Looks like one black hole is having its own Thanksgiving feast.
Scientists have stumbled upon an amazing sight: a black hole murdering a star, and burping it back out.
It’s not the first time a black hole has been captured pulling a star to pieces, as they are known to do, but this new study may have just captured a phase of it never before seen, according to a Washington Post report.
The reason this particular black hole is different is because the scientists are witnessing a hot flare of matter escape from the black hole, almost like a “burp” after the black hole had gobbled up its own Thanksgiving dinner.
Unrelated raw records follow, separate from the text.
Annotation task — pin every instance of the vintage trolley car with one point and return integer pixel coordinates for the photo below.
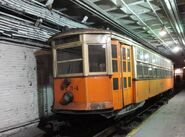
(98, 71)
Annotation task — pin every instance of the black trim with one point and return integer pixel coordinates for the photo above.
(138, 79)
(77, 112)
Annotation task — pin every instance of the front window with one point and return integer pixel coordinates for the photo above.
(97, 58)
(69, 60)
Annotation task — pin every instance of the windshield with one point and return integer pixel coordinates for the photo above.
(69, 60)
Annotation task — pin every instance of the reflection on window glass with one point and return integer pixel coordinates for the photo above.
(69, 53)
(115, 84)
(129, 81)
(146, 56)
(150, 72)
(124, 53)
(145, 71)
(128, 54)
(70, 67)
(97, 61)
(114, 51)
(128, 66)
(124, 66)
(69, 60)
(139, 54)
(114, 66)
(139, 70)
(124, 82)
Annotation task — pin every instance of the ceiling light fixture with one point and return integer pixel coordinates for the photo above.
(176, 49)
(162, 32)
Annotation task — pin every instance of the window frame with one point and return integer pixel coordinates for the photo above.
(65, 46)
(106, 58)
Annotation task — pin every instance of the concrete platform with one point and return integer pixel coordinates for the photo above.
(168, 121)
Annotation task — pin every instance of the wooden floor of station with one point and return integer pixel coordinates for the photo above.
(168, 121)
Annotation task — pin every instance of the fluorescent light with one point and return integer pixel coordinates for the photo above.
(178, 71)
(162, 32)
(176, 49)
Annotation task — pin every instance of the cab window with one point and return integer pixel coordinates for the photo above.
(97, 58)
(69, 60)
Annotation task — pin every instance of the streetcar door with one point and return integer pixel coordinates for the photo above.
(116, 77)
(126, 74)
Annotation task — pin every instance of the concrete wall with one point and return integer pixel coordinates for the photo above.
(22, 99)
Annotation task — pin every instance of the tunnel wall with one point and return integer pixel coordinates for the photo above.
(23, 100)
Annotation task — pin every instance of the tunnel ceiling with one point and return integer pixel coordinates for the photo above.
(140, 19)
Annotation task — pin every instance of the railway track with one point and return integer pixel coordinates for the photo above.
(99, 127)
(125, 125)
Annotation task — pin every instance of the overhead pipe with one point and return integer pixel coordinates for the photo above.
(170, 8)
(122, 1)
(162, 23)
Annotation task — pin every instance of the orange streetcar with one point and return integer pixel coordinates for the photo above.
(101, 72)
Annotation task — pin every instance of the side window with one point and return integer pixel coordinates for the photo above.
(139, 70)
(139, 54)
(115, 84)
(124, 82)
(145, 71)
(114, 51)
(124, 66)
(128, 54)
(128, 65)
(114, 66)
(123, 53)
(129, 81)
(114, 60)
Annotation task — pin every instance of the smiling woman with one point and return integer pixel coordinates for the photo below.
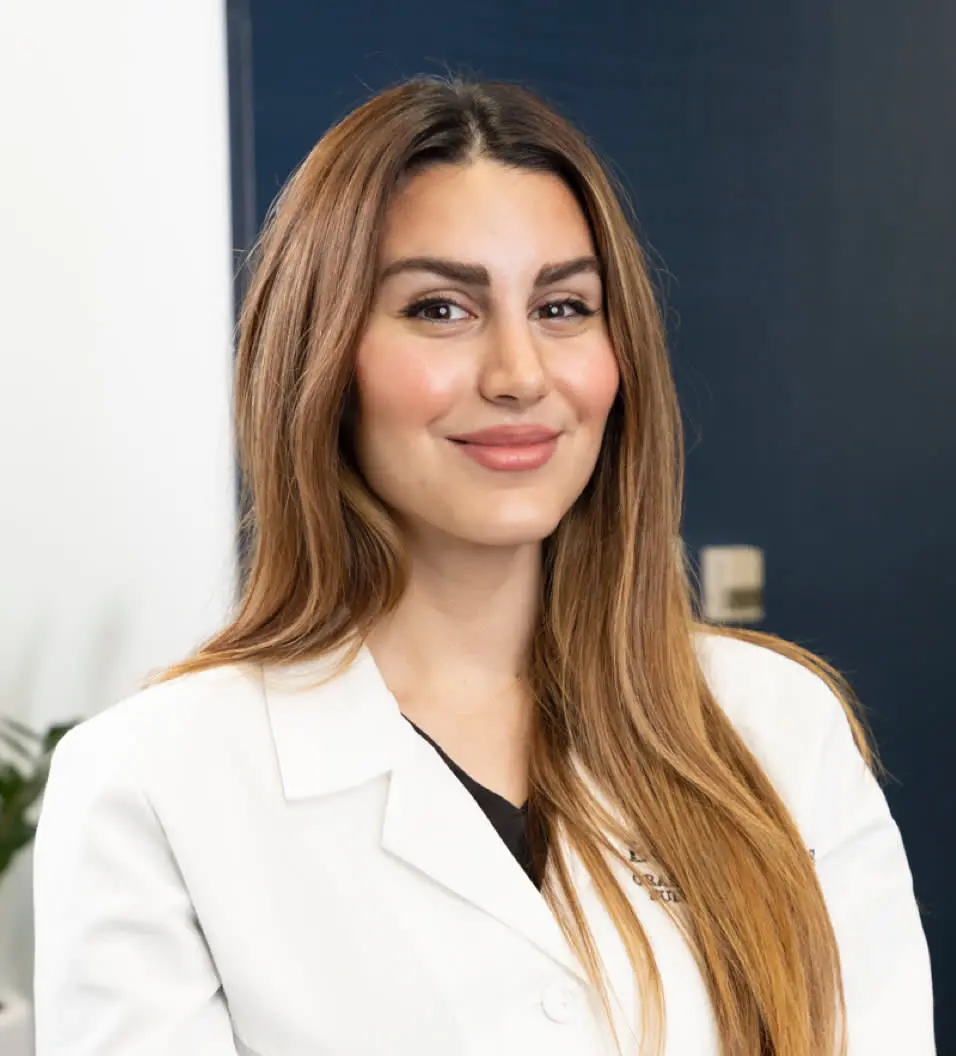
(500, 358)
(465, 774)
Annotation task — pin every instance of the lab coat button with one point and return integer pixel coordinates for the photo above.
(559, 1002)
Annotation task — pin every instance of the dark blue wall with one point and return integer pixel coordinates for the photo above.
(792, 164)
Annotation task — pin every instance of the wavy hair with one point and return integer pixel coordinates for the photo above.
(612, 666)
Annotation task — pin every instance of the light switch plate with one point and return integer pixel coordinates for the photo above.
(732, 584)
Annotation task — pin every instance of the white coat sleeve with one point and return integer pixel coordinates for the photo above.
(120, 967)
(868, 889)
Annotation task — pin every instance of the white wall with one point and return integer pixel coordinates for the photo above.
(116, 494)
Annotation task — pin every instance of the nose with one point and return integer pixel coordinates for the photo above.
(512, 370)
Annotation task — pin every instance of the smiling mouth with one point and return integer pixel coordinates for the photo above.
(511, 456)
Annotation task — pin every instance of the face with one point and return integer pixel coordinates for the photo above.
(485, 375)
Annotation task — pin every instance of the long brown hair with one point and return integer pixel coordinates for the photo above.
(612, 666)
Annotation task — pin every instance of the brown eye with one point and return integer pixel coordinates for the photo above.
(435, 310)
(565, 309)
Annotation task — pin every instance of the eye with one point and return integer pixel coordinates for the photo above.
(567, 308)
(435, 309)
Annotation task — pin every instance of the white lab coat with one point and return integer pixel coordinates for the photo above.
(236, 863)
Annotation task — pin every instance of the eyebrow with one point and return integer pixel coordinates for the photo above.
(476, 275)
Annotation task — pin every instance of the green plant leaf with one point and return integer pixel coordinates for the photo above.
(19, 728)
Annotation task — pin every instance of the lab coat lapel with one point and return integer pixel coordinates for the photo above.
(433, 824)
(333, 731)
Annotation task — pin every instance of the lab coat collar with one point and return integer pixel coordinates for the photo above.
(332, 731)
(348, 730)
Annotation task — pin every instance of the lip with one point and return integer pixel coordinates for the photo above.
(507, 436)
(508, 449)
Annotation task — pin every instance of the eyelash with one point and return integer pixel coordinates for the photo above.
(413, 309)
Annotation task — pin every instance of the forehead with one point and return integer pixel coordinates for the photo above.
(485, 211)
The study, published in Science, could be the first time someone has picked up the radio signal of escaping matter from a star that has been swallowed up by a black hole. Scientists have seen such jets of matter, but never have they directly linked it to a specific star being ripped to pieces. It’s an important discovery as scientists don’t know a lot about the phenomenon.
Sjoert van Velzen, a Hubble fellow at Johnson Hopkins University, called it “extremely rare” in a statement, adding: “It’s the first time we see everything from the stellar destruction followed by the launch of a conical outflow, also called a jet, and we watched it unfold over several months.”
The star and the black hole gobbling it up are at a safe distance of 300 million light years away. The star is about the same size and type as our own, and the black hole is the supermassive kind typically found at the center of galaxies like our own.
The amazing sight was captured by Ohio State University scientists with an optical telescope last year. Researchers at the University of Oxford used a number of different telescopes to gather more information about the event, and scientists hope to discover more about the phenomenon and thus come to a greater understanding about it.